Investment News (which is sort of like People magazine for investment folks) in its April 20, 2010 issue reports that life insurance sales are booming in the first quarter of this year. This is not a surprise. I’ve been touting its benefits for years.
Since when did life insurance get so sexy?
The problem is that people often think of life insurance as another one of those things that you have to buy when you become a grown up, get married and have children. It is yet another annual expense that seemingly has no value at all unless one dies. Then to add insult to injury, the dead person doesn’t even get to use the death benefit proceeds. It’s no wonder that people joke that life insurance is designed to keep you broke while you’re alive so you can die rich.

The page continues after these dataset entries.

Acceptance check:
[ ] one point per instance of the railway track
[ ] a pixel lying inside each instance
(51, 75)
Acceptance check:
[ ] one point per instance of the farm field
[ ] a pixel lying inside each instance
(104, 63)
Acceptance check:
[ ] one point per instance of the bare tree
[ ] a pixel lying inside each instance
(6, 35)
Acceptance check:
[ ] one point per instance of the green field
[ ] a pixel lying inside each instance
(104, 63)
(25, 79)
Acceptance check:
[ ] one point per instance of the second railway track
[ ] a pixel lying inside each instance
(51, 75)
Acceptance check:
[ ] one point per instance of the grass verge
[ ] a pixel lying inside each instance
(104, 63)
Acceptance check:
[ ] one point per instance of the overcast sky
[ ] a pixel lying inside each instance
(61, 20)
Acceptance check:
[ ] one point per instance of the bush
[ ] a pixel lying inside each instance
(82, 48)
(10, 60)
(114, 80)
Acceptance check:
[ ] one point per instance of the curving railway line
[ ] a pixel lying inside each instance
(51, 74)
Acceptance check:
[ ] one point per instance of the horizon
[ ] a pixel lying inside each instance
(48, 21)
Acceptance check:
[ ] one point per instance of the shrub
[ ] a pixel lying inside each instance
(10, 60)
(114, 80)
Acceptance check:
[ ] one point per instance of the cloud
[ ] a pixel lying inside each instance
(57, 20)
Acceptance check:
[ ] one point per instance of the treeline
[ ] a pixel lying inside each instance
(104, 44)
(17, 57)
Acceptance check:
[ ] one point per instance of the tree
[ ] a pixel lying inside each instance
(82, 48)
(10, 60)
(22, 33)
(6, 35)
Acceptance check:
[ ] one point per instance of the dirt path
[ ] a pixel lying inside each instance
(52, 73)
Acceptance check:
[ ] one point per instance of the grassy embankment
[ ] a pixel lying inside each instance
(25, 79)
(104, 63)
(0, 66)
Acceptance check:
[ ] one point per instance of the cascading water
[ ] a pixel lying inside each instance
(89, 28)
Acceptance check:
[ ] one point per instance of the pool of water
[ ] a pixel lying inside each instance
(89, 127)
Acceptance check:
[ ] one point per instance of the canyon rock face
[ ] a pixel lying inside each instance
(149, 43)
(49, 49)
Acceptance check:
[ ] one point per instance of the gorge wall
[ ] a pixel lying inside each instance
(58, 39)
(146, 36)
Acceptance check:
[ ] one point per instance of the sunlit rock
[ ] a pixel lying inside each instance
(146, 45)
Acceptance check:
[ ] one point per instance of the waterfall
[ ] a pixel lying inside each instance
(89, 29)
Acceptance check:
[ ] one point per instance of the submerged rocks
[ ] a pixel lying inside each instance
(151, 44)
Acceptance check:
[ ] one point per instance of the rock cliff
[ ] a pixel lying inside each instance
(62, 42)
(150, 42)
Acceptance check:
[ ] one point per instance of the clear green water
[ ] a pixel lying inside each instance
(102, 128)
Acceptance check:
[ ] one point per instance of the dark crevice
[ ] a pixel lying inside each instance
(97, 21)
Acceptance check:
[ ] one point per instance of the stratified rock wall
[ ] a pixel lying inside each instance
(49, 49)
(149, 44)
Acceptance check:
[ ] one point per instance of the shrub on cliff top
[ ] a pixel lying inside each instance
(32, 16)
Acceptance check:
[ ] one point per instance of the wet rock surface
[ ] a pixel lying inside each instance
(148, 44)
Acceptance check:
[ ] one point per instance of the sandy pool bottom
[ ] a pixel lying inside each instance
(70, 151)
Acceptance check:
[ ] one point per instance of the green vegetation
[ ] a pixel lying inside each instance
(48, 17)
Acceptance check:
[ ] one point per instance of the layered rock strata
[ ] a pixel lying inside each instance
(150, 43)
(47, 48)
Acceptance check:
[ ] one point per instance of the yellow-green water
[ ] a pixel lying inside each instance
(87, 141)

If this is your belief system, you might need to get your mind right. In all honesty, there’s some truth to the above statement. If you have young children, business partners, or dependents, you do need life insurance so that if you die, there are assets available to support them. Or, if you stand to die with more than $1 million, then you might want the money to pay estate taxes. In any event, you’re buying the policy for death benefit purposes.
But you can buy life insurance for life benefit purposes, and this is where people are missing the opportunity. The article quoted a planner saying that “There are people who are making at least $250,000 a year and who will be targeted for higher taxes…. Cash value insurance is a Roth IRA for rich people, and they can tap that money judiciously.” This is a true statement. Cash value life insurance contracts are one place where you can grow money tax-free (well, tax-deferred if you want to get technical) and access it tax-free (if the contract is created and funded properly). I spend my days showing people how to create tax-free retirement income, create buckets of money to meet education funding goals and disability income supplementation, and how to create “Roth IRAs on steroids” for employees who can’t put enough money away in their company’s retirement plans or business owners who have not adequately saved for retirement. I show people how to keep their social security benefits from being taxed. I show people how not to outlive their money. Life insurance, believe it or not, can play a huge role in making that plan work.